Alibaba, the biggest R&D spender in China and a company with one of the largest market caps in the world, spent $2.7 billion on AI in 2017, according to a story in TechReview.com, entitled “Inside the Chinese Lab that Plans to Rewire the World with AI.”
Cloud computing will be critical in determining which country harnesses the talent of AI innovators. From ticket kiosks that read faces to Tmall Genie, a chatbot similar to Amazon Echo, Alibaba has already invested in AI technologies that are being used throughout China. According to the article, “Like cloud storage (think Dropbox) or cloud computing (Amazon Web Services), cloud AI will make powerful resources cheaply and readily available to anyone with a computer and an internet connection, enabling new kinds of businesses to grow.”
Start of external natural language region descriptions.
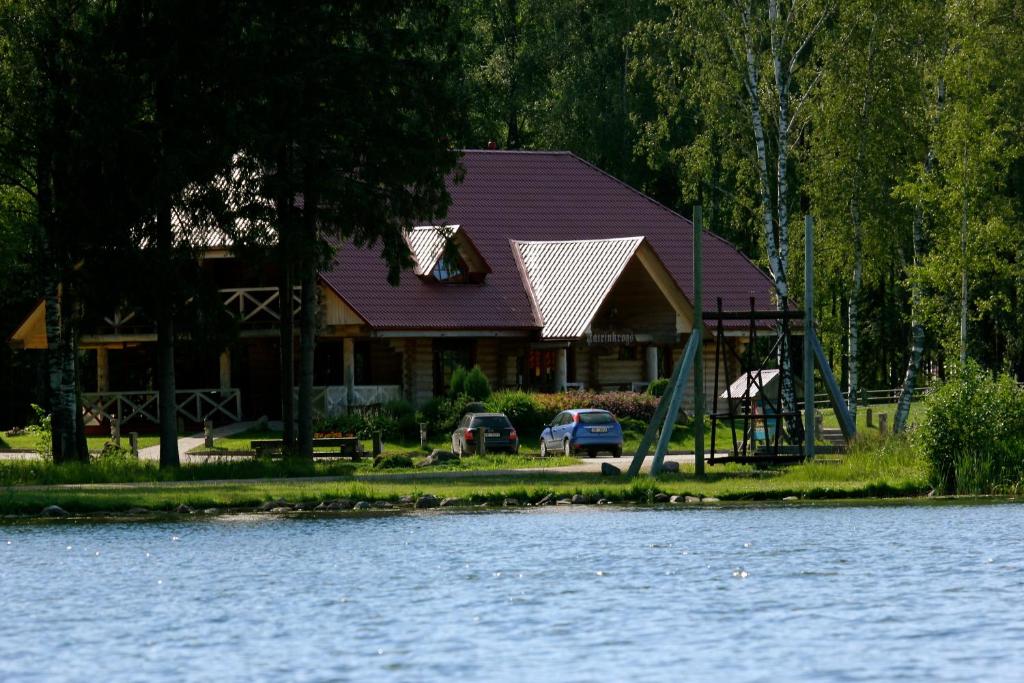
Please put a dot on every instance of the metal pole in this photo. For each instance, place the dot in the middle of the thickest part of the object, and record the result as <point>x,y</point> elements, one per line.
<point>698,330</point>
<point>808,332</point>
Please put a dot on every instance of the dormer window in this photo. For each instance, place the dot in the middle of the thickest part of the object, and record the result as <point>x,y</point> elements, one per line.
<point>444,254</point>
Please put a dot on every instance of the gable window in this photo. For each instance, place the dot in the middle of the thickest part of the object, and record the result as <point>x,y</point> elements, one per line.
<point>448,270</point>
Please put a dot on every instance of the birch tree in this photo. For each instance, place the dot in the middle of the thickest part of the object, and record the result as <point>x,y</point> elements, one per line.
<point>757,56</point>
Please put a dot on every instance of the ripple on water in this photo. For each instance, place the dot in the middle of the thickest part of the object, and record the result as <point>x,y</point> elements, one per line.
<point>572,595</point>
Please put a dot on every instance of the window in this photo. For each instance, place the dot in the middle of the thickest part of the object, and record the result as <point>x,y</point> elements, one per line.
<point>596,418</point>
<point>449,354</point>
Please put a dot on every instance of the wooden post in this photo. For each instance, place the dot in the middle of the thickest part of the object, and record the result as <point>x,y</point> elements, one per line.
<point>698,331</point>
<point>102,371</point>
<point>651,363</point>
<point>692,348</point>
<point>561,369</point>
<point>225,370</point>
<point>348,365</point>
<point>808,332</point>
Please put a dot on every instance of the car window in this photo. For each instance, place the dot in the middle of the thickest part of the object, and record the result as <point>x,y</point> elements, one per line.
<point>494,421</point>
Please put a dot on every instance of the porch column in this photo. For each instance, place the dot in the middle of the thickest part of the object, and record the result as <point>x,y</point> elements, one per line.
<point>102,371</point>
<point>225,370</point>
<point>561,369</point>
<point>651,363</point>
<point>348,365</point>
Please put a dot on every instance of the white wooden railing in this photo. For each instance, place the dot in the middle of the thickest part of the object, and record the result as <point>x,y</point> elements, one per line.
<point>195,404</point>
<point>257,304</point>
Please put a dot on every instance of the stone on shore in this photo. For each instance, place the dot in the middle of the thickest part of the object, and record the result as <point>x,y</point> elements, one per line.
<point>427,501</point>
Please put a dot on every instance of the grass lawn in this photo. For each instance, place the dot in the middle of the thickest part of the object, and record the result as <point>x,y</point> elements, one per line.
<point>916,411</point>
<point>28,441</point>
<point>682,439</point>
<point>872,470</point>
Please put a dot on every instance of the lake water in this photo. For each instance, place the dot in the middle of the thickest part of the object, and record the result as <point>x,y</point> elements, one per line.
<point>582,594</point>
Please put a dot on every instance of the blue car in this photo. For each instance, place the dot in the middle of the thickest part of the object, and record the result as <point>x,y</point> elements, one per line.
<point>581,430</point>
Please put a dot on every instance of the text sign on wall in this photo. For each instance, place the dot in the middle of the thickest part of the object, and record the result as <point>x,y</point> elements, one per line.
<point>608,338</point>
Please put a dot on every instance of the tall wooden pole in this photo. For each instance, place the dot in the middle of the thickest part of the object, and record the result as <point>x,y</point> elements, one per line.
<point>698,330</point>
<point>808,337</point>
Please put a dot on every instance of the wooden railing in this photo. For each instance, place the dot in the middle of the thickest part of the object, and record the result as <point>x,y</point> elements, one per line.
<point>194,404</point>
<point>257,304</point>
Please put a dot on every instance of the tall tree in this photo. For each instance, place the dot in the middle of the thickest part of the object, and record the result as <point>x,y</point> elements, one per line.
<point>345,155</point>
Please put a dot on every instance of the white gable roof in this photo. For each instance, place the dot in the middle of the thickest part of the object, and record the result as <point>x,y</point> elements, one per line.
<point>568,281</point>
<point>427,245</point>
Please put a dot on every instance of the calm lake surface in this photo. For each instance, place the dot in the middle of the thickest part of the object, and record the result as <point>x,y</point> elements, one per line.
<point>583,594</point>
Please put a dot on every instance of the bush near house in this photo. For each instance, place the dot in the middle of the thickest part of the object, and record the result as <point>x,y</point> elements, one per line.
<point>973,433</point>
<point>394,420</point>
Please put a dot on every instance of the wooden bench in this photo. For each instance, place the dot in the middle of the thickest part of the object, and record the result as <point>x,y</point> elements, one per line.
<point>347,446</point>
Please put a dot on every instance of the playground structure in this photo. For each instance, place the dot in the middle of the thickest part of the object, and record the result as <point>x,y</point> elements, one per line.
<point>784,429</point>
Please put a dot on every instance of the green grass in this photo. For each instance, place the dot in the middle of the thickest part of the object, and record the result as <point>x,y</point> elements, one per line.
<point>28,441</point>
<point>916,410</point>
<point>682,439</point>
<point>892,469</point>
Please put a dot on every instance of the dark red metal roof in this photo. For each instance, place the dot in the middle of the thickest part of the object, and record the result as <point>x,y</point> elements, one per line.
<point>536,196</point>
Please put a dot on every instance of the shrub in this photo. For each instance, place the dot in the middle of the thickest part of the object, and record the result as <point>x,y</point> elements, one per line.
<point>973,433</point>
<point>657,387</point>
<point>392,461</point>
<point>476,385</point>
<point>457,385</point>
<point>521,409</point>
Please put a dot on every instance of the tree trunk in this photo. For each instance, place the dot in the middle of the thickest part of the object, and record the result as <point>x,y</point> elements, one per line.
<point>853,311</point>
<point>165,348</point>
<point>74,446</point>
<point>964,287</point>
<point>307,333</point>
<point>287,337</point>
<point>916,327</point>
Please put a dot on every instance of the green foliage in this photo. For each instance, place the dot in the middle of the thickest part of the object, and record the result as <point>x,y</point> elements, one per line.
<point>457,385</point>
<point>392,461</point>
<point>520,408</point>
<point>658,387</point>
<point>477,387</point>
<point>973,433</point>
<point>394,420</point>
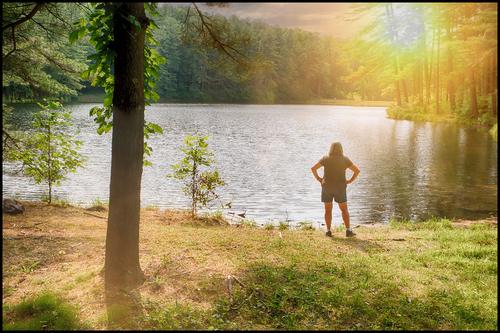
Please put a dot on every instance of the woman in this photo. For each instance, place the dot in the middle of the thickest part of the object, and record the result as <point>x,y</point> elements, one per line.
<point>334,184</point>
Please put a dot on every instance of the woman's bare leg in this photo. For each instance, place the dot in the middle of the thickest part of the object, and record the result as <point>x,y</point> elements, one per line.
<point>328,215</point>
<point>345,214</point>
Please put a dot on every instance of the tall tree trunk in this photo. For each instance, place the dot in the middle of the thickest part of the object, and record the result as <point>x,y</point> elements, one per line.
<point>473,95</point>
<point>451,86</point>
<point>405,90</point>
<point>122,269</point>
<point>437,71</point>
<point>390,18</point>
<point>494,77</point>
<point>429,81</point>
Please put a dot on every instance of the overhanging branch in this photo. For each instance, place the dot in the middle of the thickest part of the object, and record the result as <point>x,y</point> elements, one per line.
<point>35,9</point>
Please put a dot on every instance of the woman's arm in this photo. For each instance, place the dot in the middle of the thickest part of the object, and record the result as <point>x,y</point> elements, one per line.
<point>356,171</point>
<point>314,170</point>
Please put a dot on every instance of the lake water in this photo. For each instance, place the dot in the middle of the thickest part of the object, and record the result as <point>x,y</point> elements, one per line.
<point>265,152</point>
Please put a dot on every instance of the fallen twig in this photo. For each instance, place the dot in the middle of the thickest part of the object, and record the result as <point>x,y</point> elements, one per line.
<point>101,217</point>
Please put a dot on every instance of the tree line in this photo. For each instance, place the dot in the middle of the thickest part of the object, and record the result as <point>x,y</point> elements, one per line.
<point>435,58</point>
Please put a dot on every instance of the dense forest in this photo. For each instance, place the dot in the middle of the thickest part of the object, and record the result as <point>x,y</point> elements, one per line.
<point>436,59</point>
<point>267,64</point>
<point>431,60</point>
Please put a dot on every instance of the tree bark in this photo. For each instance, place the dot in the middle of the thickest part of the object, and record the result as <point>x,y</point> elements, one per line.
<point>437,72</point>
<point>122,269</point>
<point>473,95</point>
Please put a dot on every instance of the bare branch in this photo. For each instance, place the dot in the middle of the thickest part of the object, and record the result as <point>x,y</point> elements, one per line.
<point>35,9</point>
<point>207,26</point>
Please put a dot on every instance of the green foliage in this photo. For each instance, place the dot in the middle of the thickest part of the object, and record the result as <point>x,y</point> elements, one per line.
<point>98,25</point>
<point>200,183</point>
<point>283,226</point>
<point>49,153</point>
<point>37,60</point>
<point>306,225</point>
<point>275,65</point>
<point>269,226</point>
<point>430,224</point>
<point>44,312</point>
<point>494,132</point>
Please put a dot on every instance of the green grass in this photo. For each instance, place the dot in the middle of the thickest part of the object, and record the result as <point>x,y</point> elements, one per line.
<point>98,205</point>
<point>494,132</point>
<point>43,312</point>
<point>430,275</point>
<point>437,277</point>
<point>461,116</point>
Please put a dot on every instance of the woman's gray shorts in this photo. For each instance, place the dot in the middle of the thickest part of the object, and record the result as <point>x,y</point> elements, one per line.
<point>339,193</point>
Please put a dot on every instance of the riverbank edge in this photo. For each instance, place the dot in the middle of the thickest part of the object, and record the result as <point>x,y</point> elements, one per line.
<point>323,101</point>
<point>412,115</point>
<point>46,248</point>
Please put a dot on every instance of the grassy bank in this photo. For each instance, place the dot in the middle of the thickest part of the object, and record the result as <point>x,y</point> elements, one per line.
<point>485,120</point>
<point>349,102</point>
<point>433,275</point>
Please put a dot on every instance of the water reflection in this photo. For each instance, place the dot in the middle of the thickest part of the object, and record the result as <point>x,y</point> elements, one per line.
<point>264,153</point>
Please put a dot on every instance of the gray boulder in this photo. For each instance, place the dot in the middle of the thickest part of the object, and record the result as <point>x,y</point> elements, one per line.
<point>11,206</point>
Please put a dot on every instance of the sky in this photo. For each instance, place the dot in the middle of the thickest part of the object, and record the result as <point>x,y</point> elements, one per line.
<point>324,18</point>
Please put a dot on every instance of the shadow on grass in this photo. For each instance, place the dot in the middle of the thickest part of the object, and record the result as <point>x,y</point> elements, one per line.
<point>335,297</point>
<point>27,253</point>
<point>364,245</point>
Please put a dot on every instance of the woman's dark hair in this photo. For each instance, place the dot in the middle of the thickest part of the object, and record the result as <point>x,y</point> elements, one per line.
<point>336,149</point>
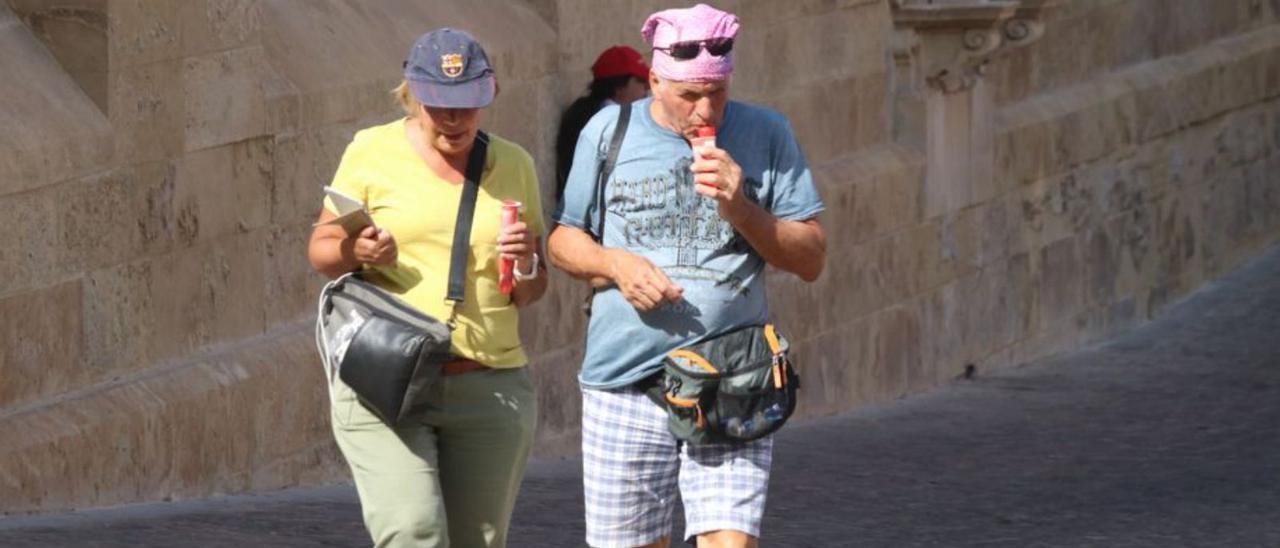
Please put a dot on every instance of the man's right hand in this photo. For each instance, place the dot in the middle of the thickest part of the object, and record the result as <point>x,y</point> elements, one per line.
<point>375,246</point>
<point>643,284</point>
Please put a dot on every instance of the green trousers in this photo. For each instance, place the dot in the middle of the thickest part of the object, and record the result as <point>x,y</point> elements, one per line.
<point>451,475</point>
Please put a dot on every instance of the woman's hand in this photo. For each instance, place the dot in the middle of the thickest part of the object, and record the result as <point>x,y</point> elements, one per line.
<point>516,242</point>
<point>375,246</point>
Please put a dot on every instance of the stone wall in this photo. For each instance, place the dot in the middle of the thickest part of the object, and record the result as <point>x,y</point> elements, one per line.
<point>161,161</point>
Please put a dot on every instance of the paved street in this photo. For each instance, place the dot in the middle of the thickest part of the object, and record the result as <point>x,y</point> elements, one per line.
<point>1168,435</point>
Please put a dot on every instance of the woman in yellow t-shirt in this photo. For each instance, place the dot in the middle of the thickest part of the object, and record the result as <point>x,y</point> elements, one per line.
<point>449,475</point>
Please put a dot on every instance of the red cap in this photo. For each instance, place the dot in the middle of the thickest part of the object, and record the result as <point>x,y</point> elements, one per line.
<point>620,60</point>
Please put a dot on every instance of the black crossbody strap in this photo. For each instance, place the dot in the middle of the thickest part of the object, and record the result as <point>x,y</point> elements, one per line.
<point>611,159</point>
<point>462,229</point>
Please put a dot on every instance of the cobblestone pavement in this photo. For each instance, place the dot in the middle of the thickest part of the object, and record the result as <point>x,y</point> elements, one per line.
<point>1168,435</point>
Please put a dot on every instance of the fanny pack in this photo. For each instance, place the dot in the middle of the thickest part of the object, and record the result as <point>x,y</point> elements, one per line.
<point>385,350</point>
<point>736,387</point>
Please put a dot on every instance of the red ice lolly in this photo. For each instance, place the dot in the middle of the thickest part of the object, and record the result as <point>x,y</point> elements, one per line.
<point>507,266</point>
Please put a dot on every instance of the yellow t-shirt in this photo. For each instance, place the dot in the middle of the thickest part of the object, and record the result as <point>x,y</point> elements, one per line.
<point>420,209</point>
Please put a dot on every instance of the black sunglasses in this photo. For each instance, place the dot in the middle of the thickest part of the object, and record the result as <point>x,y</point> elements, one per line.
<point>688,50</point>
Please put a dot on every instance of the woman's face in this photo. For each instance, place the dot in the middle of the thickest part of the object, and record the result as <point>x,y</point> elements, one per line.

Alibaba plans to spend $15 billion over the next three years on a research institute called the DAMO Academy (“discovery, adventure, momentum, and outlook”), dedicated to fundamental technologies—triple what the Chinese government pledged to invest. Compare that to AI investments by Amazon at $16.1 billion and Alphabet at $13.9 billion in 2017 alone, and it doesn’t sound quite as impressive.
Undoubtedly, the United States remains the country with the greatest investment, for now, but China will take advantage of its cultural imperative to succeed, driven by a government that doesn’t need to consider privacy, human rights and whether or not its citizens agree with its goals, particularly since Xi Jinping, President and General Secretary of the Communist Party in China, announced that China has done away with term limits, and that he planned to stay as its leader. China may have the advantage in terms of its sheer ability to single-mindedly pursue its goals, but, if properly supported, American companies still have the advantage, at least for the next year.